Tokyo: Japan on Monday expanded the evacuation zone around its crippled nuclear plant because of high levels of accumulated radiation, as a strong aftershock rattled the area one month after a quake and tsunami sparked the worst nuclear crisis since Chernobyl.
A magnitude 7.1 tremor shook buildings in Tokyo and a wide swathe of eastern Japan on Monday evening, triggering a small tsunami alert. NHK state television said it caused the off-site power supply for two damaged reactors to shut down.
The US Geological Survey said the aftershock struck 38 km (24 miles) west of the city of Iwaki, at a depth of 13 km (8 miles).
Tokyo Electric Power Co (TEPCO), which operates the plant, said workers had stopped pouring cooling water on reactors No. 1, No. 2 and No. 3 at Fukushima.
Chief cabinet secretary Yukio Edano said villages and towns outside the 20 km (12 mile) evacuation zone that have had more accumulated radiation would be evacuated. Children, pregnant women, and hospitalized patients should stay out of some areas 20-30 km from the Fukushima nuclear complex, he added.
The decision to widen the evacuation band around the Fukushima plant was “based on data analysis of accumulated radiation exposure information”, Edano told a news conference.
“These new evacuation plans are meant to ensure safety against risks of living there for half a year or one year,” he said. There was no need to evacuate immediately, he added.

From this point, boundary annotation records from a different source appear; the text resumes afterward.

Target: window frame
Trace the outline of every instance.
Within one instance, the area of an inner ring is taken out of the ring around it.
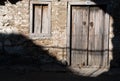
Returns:
[[[34,26],[34,5],[48,5],[48,33],[33,33]],[[44,39],[51,37],[51,2],[30,1],[30,38],[32,39]]]

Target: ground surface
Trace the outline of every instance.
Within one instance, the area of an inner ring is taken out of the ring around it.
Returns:
[[[119,70],[115,70],[119,71]],[[120,81],[120,74],[114,71],[96,77],[83,77],[65,71],[13,71],[0,70],[0,81]]]

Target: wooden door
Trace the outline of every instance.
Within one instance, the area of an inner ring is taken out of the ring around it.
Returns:
[[[97,6],[71,7],[71,65],[108,65],[108,23],[106,13]]]

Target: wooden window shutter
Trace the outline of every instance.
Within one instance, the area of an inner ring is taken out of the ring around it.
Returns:
[[[32,38],[50,37],[50,2],[30,2],[30,36]]]

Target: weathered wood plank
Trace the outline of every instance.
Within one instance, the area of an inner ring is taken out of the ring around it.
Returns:
[[[41,24],[42,24],[42,5],[35,5],[34,6],[34,34],[40,34],[41,31]]]
[[[43,16],[42,16],[42,31],[41,33],[48,33],[49,31],[49,17],[48,17],[48,5],[43,5]]]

Japan had resisted extending the zone despite international concerns over radiation spreading from the six damaged reactors at Fukushima, which engineers are still struggling to bring under control after they were wrecked by the 15-metre tsunami.

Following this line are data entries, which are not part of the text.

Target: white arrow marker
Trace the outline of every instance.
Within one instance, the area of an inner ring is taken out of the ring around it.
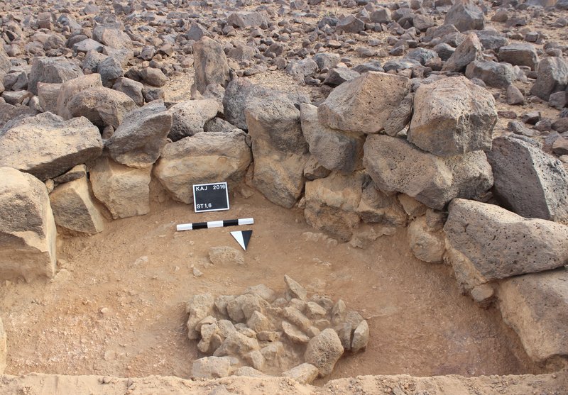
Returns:
[[[243,247],[243,250],[246,251],[246,247],[248,246],[248,242],[251,240],[251,235],[252,230],[236,230],[231,232],[231,235],[234,238],[236,243]]]

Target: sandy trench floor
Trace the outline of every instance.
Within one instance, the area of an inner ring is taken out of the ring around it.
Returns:
[[[0,286],[6,373],[187,378],[202,356],[187,337],[191,295],[238,294],[261,283],[281,292],[285,274],[309,294],[343,299],[369,323],[367,350],[342,358],[315,384],[361,374],[542,371],[496,309],[459,294],[449,267],[413,257],[405,229],[366,249],[330,245],[308,240],[305,233],[317,231],[301,210],[259,192],[233,195],[229,211],[196,214],[192,206],[153,201],[149,214],[109,221],[98,235],[60,237],[53,279]],[[176,223],[229,217],[255,219],[239,227],[253,230],[244,266],[211,265],[207,257],[212,246],[239,248],[229,234],[236,228],[175,231]]]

Residents of one village, Iitate, which is 40 km from the Fukushima Daiichi plant, have been told to prepare for evacuation because of prolonged exposure to radiation, a local official told Reuters by phone. It has a population of 5,000.
The International Atomic Energy Agency (IAEA) has urged Japan to extend the zone and some countries, including the United States, have advised their citizens to stay 80 km away from the plant.
TEPCO president Masataka Shimizu visited the area on Monday for the first time the 11 March disaster. He had all but vanished from public view apart from a brief apology shortly after the crisis began and has spent some of the time since in hospital.
“I would like to deeply apologize again for causing physical and psychological hardships to people of Fukushima prefecture and near the nuclear plant,” said a grim-faced Shimizu.
Dressed in a blue work jacket, he bowed his head for a moment of silence with other TEPCO officials at 2:46 pm, exactly a month after the earthquake hit.
Fukushima Governor Yuhei Sato refused to meet Shimizu during his visit, but the TEPCO boss left a business card at the government office.
Sato has criticized the evacuation policy, saying residents in a 20-30 km radius were initially told to stay indoors and then advised to evacuate voluntarily.
Engineers at the damaged Daiichi plant north of Tokyo said they were no closer to restoring the plant’s cooling system which is critical if overheated fuel rods are to be cooled and the six reactors brought under control.
In a desperate move to cool highly radioactive fuel rods, operator Tokyo Electric Power Co (TEPCO) has pumped water onto reactors, some of which have experienced partial meltdown.
But the strategy has hindered moves to restore the plant’s internal cooling system, critical to end the crisis, as engineers have had to focus how to store 60,000 tonnes of contaminated water.
Engineers have been forced to pump low-level radioactive water, left by the tsunami, back into the sea in order to free up storage capacity for highly contaminated water from reactors.
China and South Korea have both criticized Japan for pumping radioactive water into the sea, with Seoul calling it incompetent, reflecting growing international unease over the month-long atomic disaster and the spread of radiation.
TEPCO hopes to stop pumping radioactive water into the ocean on Monday, days later than planned.
Engineers are also pumping nitrogen into reactors to counter a build-up of hydrogen and prevent another explosion sending more radiation into the air, but they say the risk of such a dramatic event has lowered significantly since 11 March.
The triple disaster is the worst to hit Japan since World War Two after a 9.0 magnitude earthquake and a huge tsunami battered its northeast coast, leaving nearly 28,000 dead or missing and rocking the world’s third-largest economy.
Concern at Japan’s inability contain its nuclear crisis is mounting with Prime Minister Kan’s ruling party suffering embarrassing losses in local elections on Sunday.
Voters vented their anger at the government’s handling of the nuclear and humanitarian crisis, with Kan’s ruling Democratic Party of Japan losing nearly 70 seats in local elections.
The unpopular Kan was already under pressure to step down before 11 March, but analysts say he is unlikely to be forced out during the crisis, set to drag on for months.
“The great disaster was a double tragedy for Japan. The first tragedy was the catastrophe caused by the earthquake, tsunami and the nuclear accident. The other misfortune was that the disaster resulted in prolonging Prime Minister Kan’s time in office,” Sankei newspaper said in an editorial on Monday.